Sean se puso rígido de golpe.

—¿Dónde están los niños?

Quarry y Michelle miraron en derredor.

Ella gritó:

—¿Willa? ¿Gabriel?

Quarry ya estaba mirando la entrada de la mina.

—Todavía están dentro.

Se volvió y cruzó corriendo la puerta justo cuando otra explosión sacudía la mina.

Sean se levantó de un salto para seguirle.

—¡No, Sean! —chilló Michelle, asiéndolo del brazo—. No vuelvas a entrar. La montaña entera está a punto de desmoronarse.

Él se zafó.

—He sido yo quien ha arrastrado a Gabriel ahí dentro. Le prometí a su madre que se lo devolvería sano y salvo.

Las lágrimas rodaban por la cara embadurnada de polvo de Michelle. Trató de decir algo, pero no le salieron las palabras. Sean dio media vuelta y corrió hacia la mina.

Ella se incorporó a duras penas para seguirle, pero volvió a derrumbarse enseguida, agarrándose el tobillo fracturado.

Quarry iba delante y se movía rápidamente, con toda la energía que proporciona el pánico. Pero Sean corrió como no había corrido jamás y se puso a la altura del viejo.

Ambos gritaron:

—¡Gabriel! ¡Willa!

Oyeron algo a la izquierda. Doblaron por esa galería mientras una carga arrasaba otro sector de la mina. Todo crujía y rechinaba. En algunos tramos la roca empezaba a ceder. Aun sin explosiones, todo iba a venirse abajo.

Los encontraron acurrucados junto a un montón de rocas que se habían desprendido del techo. Sean alzó a Willa en brazos mientras Quarry agarraba a Gabriel de la mano y se apresuraron todos a retroceder hacia la entrada.

Otra carga, a poco más de quince metros, los derribó violentamente. Se quedaron sentados unos momentos, escupiendo polvo, con los tímpanos doloridos y los miembros derrengados y a punto de desfallecer. Volvieron a ponerse de pie y avanzaron tambaleándose. La entrada ya estaba a la vista. Distinguieron la luz del sol. Sean se arrancó a correr como nunca en su vida, estrechando a Willa contra su pecho. Tenía la sensación de que el corazón se le iba a salir del pecho.

Cuando cruzaron la entrada, dejó a la niña en el suelo.

—Corre, cariño. Corre.

La niña salió disparada hacia Michelle, que había conseguido incorporarse aferrándose a un promontorio rocoso.
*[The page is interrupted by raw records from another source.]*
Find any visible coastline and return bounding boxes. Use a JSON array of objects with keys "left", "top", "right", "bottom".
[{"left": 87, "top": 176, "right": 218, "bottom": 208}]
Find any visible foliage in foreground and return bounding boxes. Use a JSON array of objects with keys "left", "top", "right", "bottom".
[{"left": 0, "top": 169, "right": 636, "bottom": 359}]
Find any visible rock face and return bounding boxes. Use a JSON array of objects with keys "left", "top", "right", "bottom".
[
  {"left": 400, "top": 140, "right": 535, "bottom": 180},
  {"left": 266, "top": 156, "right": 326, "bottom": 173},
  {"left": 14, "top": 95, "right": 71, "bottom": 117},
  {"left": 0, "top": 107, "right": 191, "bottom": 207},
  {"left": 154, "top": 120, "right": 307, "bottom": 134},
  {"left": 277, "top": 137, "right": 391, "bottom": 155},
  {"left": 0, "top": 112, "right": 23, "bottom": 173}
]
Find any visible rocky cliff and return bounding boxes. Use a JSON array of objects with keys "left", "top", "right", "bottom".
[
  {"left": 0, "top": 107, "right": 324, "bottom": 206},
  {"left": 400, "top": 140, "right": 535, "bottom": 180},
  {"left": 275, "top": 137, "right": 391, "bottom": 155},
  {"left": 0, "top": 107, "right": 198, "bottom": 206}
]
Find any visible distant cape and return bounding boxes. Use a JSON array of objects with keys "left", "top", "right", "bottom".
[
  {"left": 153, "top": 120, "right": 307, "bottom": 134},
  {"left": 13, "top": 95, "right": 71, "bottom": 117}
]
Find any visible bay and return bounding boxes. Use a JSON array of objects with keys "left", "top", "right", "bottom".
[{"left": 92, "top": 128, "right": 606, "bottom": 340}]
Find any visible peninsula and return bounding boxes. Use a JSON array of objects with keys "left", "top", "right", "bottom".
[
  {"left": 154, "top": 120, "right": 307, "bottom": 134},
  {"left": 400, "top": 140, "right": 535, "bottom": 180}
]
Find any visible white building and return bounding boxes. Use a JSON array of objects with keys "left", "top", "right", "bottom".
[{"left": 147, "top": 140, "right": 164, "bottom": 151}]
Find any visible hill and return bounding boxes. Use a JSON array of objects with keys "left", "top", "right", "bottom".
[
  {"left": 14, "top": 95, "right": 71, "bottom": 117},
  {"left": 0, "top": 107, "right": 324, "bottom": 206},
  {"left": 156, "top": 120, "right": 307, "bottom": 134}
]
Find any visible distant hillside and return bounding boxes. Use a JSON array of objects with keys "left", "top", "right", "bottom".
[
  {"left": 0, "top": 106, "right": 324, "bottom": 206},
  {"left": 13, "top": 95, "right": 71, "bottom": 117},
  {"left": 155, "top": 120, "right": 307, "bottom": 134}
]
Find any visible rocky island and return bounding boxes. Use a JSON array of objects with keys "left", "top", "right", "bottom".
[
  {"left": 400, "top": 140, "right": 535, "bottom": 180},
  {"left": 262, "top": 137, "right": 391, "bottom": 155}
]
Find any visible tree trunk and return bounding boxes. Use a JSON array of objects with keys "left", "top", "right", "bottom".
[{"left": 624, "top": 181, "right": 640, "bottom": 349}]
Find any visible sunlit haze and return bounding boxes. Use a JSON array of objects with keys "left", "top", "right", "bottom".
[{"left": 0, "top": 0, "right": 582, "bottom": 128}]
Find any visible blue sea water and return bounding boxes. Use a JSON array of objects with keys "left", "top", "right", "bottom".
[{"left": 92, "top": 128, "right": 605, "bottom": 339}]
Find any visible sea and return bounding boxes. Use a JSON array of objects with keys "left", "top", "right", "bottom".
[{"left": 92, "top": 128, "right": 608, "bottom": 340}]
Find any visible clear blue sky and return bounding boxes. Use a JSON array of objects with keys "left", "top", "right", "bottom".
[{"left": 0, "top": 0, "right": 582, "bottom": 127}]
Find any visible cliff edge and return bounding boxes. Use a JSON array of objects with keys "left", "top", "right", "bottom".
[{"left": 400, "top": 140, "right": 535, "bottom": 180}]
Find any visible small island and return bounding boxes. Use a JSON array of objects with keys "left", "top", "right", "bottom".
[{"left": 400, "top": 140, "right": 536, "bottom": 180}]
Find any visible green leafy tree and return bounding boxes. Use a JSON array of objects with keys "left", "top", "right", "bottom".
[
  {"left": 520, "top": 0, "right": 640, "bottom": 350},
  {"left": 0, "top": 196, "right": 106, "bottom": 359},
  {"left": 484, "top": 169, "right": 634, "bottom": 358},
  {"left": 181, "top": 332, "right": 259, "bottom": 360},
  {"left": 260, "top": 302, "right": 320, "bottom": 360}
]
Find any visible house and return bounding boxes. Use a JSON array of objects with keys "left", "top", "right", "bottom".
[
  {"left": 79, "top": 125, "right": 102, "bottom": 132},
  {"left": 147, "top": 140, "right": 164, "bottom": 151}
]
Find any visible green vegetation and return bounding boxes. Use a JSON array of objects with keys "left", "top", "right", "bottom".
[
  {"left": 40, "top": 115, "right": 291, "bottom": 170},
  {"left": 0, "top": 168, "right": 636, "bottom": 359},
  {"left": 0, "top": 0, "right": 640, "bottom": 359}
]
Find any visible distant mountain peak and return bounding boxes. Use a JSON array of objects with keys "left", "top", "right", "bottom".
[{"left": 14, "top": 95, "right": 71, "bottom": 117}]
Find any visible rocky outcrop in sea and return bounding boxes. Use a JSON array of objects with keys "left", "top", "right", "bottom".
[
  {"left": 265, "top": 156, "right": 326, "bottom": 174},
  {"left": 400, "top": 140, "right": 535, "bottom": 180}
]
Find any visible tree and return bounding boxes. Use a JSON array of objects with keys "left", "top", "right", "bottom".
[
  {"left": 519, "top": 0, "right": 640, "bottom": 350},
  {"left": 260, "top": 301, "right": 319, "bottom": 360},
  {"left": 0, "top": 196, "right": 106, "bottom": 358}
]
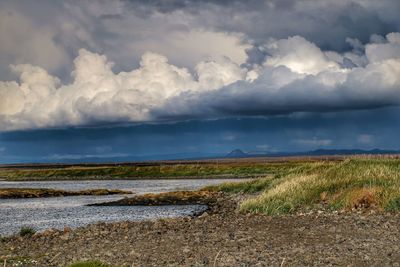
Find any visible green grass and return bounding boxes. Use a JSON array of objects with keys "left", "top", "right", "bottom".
[
  {"left": 0, "top": 162, "right": 297, "bottom": 180},
  {"left": 69, "top": 260, "right": 110, "bottom": 267},
  {"left": 203, "top": 158, "right": 400, "bottom": 215}
]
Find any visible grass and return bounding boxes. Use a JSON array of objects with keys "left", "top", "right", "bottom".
[
  {"left": 19, "top": 226, "right": 36, "bottom": 237},
  {"left": 69, "top": 260, "right": 110, "bottom": 267},
  {"left": 0, "top": 162, "right": 298, "bottom": 180},
  {"left": 206, "top": 158, "right": 400, "bottom": 215}
]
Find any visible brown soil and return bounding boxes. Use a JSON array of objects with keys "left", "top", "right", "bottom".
[
  {"left": 0, "top": 188, "right": 132, "bottom": 199},
  {"left": 0, "top": 195, "right": 400, "bottom": 266}
]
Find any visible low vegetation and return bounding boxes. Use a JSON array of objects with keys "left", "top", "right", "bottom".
[
  {"left": 205, "top": 158, "right": 400, "bottom": 215},
  {"left": 0, "top": 188, "right": 132, "bottom": 199},
  {"left": 0, "top": 162, "right": 308, "bottom": 180}
]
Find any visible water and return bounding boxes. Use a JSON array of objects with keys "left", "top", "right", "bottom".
[
  {"left": 0, "top": 179, "right": 244, "bottom": 235},
  {"left": 0, "top": 179, "right": 239, "bottom": 194}
]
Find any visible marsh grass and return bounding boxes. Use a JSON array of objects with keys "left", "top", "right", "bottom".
[
  {"left": 208, "top": 158, "right": 400, "bottom": 215},
  {"left": 0, "top": 162, "right": 288, "bottom": 180}
]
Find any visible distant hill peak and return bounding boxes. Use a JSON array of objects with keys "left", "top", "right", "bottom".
[{"left": 226, "top": 149, "right": 248, "bottom": 158}]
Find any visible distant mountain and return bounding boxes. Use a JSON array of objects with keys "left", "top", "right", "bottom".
[
  {"left": 225, "top": 149, "right": 249, "bottom": 158},
  {"left": 225, "top": 149, "right": 400, "bottom": 158}
]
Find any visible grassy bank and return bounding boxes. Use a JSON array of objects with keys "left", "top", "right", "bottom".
[
  {"left": 206, "top": 158, "right": 400, "bottom": 215},
  {"left": 0, "top": 162, "right": 301, "bottom": 180}
]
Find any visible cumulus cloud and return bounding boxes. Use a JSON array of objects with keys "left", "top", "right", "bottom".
[{"left": 0, "top": 33, "right": 400, "bottom": 131}]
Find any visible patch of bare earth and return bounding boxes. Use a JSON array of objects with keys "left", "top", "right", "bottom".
[{"left": 0, "top": 196, "right": 400, "bottom": 266}]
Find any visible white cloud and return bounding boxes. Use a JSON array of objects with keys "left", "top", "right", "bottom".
[
  {"left": 0, "top": 33, "right": 400, "bottom": 132},
  {"left": 357, "top": 134, "right": 374, "bottom": 145}
]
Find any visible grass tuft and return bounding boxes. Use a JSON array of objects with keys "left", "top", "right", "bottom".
[{"left": 208, "top": 158, "right": 400, "bottom": 215}]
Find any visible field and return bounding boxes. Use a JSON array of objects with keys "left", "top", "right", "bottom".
[
  {"left": 0, "top": 156, "right": 400, "bottom": 266},
  {"left": 0, "top": 156, "right": 342, "bottom": 180},
  {"left": 205, "top": 157, "right": 400, "bottom": 215}
]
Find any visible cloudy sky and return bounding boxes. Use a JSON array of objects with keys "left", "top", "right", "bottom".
[{"left": 0, "top": 0, "right": 400, "bottom": 163}]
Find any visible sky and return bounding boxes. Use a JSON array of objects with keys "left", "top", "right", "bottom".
[{"left": 0, "top": 0, "right": 400, "bottom": 163}]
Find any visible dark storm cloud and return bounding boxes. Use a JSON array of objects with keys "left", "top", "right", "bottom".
[
  {"left": 0, "top": 0, "right": 400, "bottom": 131},
  {"left": 0, "top": 108, "right": 400, "bottom": 163}
]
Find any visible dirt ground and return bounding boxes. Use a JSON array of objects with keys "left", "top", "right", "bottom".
[{"left": 0, "top": 195, "right": 400, "bottom": 266}]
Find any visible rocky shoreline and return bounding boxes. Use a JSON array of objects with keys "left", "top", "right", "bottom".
[{"left": 0, "top": 194, "right": 400, "bottom": 266}]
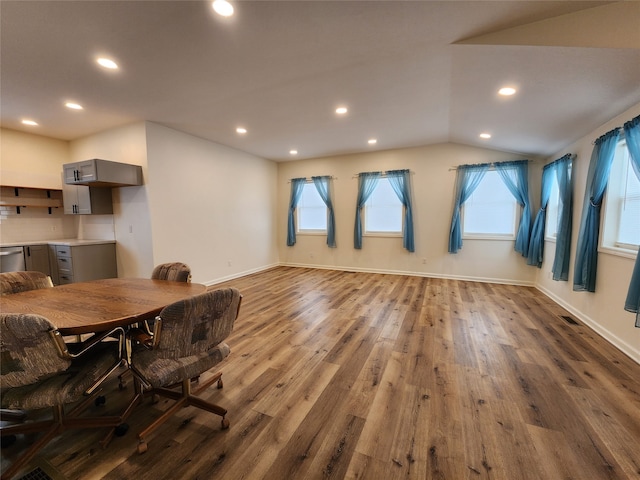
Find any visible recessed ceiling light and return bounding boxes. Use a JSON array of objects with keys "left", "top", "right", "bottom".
[
  {"left": 498, "top": 87, "right": 516, "bottom": 97},
  {"left": 211, "top": 0, "right": 233, "bottom": 17},
  {"left": 96, "top": 57, "right": 118, "bottom": 70}
]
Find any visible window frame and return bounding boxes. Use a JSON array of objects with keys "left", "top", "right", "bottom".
[
  {"left": 544, "top": 173, "right": 560, "bottom": 242},
  {"left": 460, "top": 169, "right": 522, "bottom": 242},
  {"left": 598, "top": 136, "right": 640, "bottom": 259},
  {"left": 296, "top": 182, "right": 329, "bottom": 236},
  {"left": 362, "top": 176, "right": 405, "bottom": 238}
]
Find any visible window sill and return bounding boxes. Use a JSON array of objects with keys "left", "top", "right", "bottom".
[
  {"left": 362, "top": 232, "right": 402, "bottom": 238},
  {"left": 462, "top": 235, "right": 516, "bottom": 242}
]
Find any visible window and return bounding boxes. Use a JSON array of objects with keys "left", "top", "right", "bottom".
[
  {"left": 601, "top": 139, "right": 640, "bottom": 256},
  {"left": 364, "top": 177, "right": 403, "bottom": 235},
  {"left": 462, "top": 170, "right": 518, "bottom": 240},
  {"left": 296, "top": 183, "right": 327, "bottom": 233}
]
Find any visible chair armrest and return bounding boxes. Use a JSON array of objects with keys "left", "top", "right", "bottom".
[{"left": 127, "top": 328, "right": 153, "bottom": 349}]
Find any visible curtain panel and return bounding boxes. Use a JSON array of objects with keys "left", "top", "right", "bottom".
[
  {"left": 449, "top": 163, "right": 491, "bottom": 253},
  {"left": 353, "top": 172, "right": 382, "bottom": 250},
  {"left": 551, "top": 154, "right": 573, "bottom": 282},
  {"left": 573, "top": 128, "right": 620, "bottom": 292},
  {"left": 527, "top": 162, "right": 557, "bottom": 268},
  {"left": 495, "top": 160, "right": 531, "bottom": 258},
  {"left": 311, "top": 176, "right": 336, "bottom": 248},
  {"left": 387, "top": 170, "right": 415, "bottom": 252},
  {"left": 623, "top": 116, "right": 640, "bottom": 328},
  {"left": 287, "top": 178, "right": 307, "bottom": 247}
]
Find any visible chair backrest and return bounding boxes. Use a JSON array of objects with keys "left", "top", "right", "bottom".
[
  {"left": 151, "top": 262, "right": 191, "bottom": 282},
  {"left": 153, "top": 288, "right": 242, "bottom": 358},
  {"left": 0, "top": 313, "right": 71, "bottom": 389},
  {"left": 0, "top": 271, "right": 53, "bottom": 295}
]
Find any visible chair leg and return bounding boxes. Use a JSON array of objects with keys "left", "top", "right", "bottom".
[
  {"left": 0, "top": 393, "right": 126, "bottom": 480},
  {"left": 0, "top": 408, "right": 27, "bottom": 422},
  {"left": 138, "top": 372, "right": 229, "bottom": 453}
]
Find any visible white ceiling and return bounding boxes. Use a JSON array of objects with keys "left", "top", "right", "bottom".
[{"left": 0, "top": 0, "right": 640, "bottom": 161}]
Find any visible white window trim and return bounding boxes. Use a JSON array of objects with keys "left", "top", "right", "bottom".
[
  {"left": 295, "top": 182, "right": 329, "bottom": 236},
  {"left": 598, "top": 139, "right": 640, "bottom": 260},
  {"left": 362, "top": 176, "right": 404, "bottom": 238}
]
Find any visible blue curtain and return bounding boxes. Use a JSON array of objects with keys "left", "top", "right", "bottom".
[
  {"left": 624, "top": 116, "right": 640, "bottom": 328},
  {"left": 311, "top": 176, "right": 336, "bottom": 248},
  {"left": 287, "top": 178, "right": 307, "bottom": 247},
  {"left": 573, "top": 128, "right": 620, "bottom": 292},
  {"left": 495, "top": 160, "right": 531, "bottom": 257},
  {"left": 551, "top": 154, "right": 573, "bottom": 282},
  {"left": 353, "top": 172, "right": 381, "bottom": 250},
  {"left": 387, "top": 170, "right": 416, "bottom": 252},
  {"left": 527, "top": 162, "right": 557, "bottom": 268},
  {"left": 449, "top": 163, "right": 490, "bottom": 253}
]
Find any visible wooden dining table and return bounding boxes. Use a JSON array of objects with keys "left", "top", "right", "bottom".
[{"left": 0, "top": 278, "right": 207, "bottom": 335}]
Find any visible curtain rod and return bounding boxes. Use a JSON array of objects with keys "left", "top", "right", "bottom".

En el interior de la mina, Quarry, siempre tan recio pero ahora exhausto hasta un extremo inaudito, tropezó con una piedra y se desplomó. Gabriel se detuvo.

—¡Sigue, Gabriel, sigue!

Gabriel no obedeció. Retrocedió y le ayudó a levantarse.

Corrieron hacia la puerta, hacia la luz. El cielo de Alabama tenía un tono precioso y el sol relucía con calidez.

Sean ya se internaba en la mina de nuevo. Los vio venir.

—¡Vamos! —rugió—. Vamos.

Agarró a Gabriel de la mano y lo arrastró consigo.

Michelle y Willa observaban desde lejos. En la oscuridad de la galería, distinguieron la silueta de los dos hombres y del chico, corriendo con todas sus fuerzas.

—¡Vamos! —gritó Willa.

—¡Corre, Sean! —añadió Michelle.

Un metro.

Medio.

Sean cruzó la entrada.

La última carga estalló.

La montaña vomitó una gran oleada de polvo y humo y la mina se desmoronó por completo.

Cuando la polvareda se despejó, Sean yacía boca arriba cubierto de tierra y cascotes.

Encima de él, estaba Gabriel. Todavía respiraba.

De Sam Quarry no había ni rastro, sin embargo. Seguía en la mina, bajo toneladas de roca.